PlentyOfFish (POF) may have cast its net a little too wide when emailing users last year — so much so Ottawa is serving the online dating service with a $48,000 fine.
The Vancouver-based company has agreed to pay the five-figure penalty following allegations it violated Canada's Anti-Spam Legislation (CASL) between July and October of 2014.
The Canadian Radio-television and Telecommunications Commission (CRTC) said it began investigating POF following complaints the dating service was sending commercial emails to users without a clearly visible unsubscribe option.
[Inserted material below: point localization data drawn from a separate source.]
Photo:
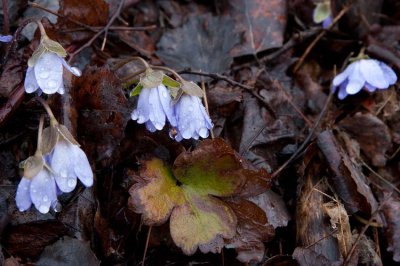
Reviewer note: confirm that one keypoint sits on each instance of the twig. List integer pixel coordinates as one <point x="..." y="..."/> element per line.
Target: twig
<point x="114" y="28"/>
<point x="6" y="18"/>
<point x="308" y="138"/>
<point x="115" y="15"/>
<point x="147" y="245"/>
<point x="380" y="177"/>
<point x="319" y="36"/>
CASL went into effect July 1, 2014, but the CRTC said the violations continued until October 8. Once POF was made aware of the investigation, the CRTC said the company updated the unsubscribe option in emails sent to users.
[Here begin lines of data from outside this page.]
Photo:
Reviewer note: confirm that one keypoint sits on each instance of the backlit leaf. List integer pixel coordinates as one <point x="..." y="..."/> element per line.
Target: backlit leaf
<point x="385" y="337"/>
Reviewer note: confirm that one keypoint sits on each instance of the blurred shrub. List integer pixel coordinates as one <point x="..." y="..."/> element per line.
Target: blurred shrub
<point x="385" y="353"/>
“This case is an important reminder to businesses that they need to review their unsubscribe mechanisms to ensure they are clearly and prominently set out and can be readily performed,” CRTC chief compliance and enforcement officer Manon Bombardier said in a March 25 statement.
“We appreciate that Plentyoffish Media changed its practices once it became aware of the problem.”
POF has since implemented a compliance program to ensure it follows CASL regulations, according to the CRTC.
The online dating service announced last week it has reached 100 million users worldwide and its annual run rate for 2015 was pegged at $100 milllion. It’s the first time the private company has officially released financial information to the public.
Founder and CEO Markus Frind told Business In Vancouver revenue has doubled since 2012. Most of that revenue, he said, is coming from subscription services as opposed to ads now that 80-85% of its users have migrated from desktop computers to mobile devices.
The CRTC said the emails that were under investigation notified users of services available on POF.
POF did not respond to multiple interview requests from Business In Vancouver.
Earlier this month, the CRTC levied its first major CASL-related fine ($1.1 million) against Compu.finder. The commission said the Quebec-based company sent emails promoting business-training programs without the consent of recipients and without a properly functioning unsubscribe option.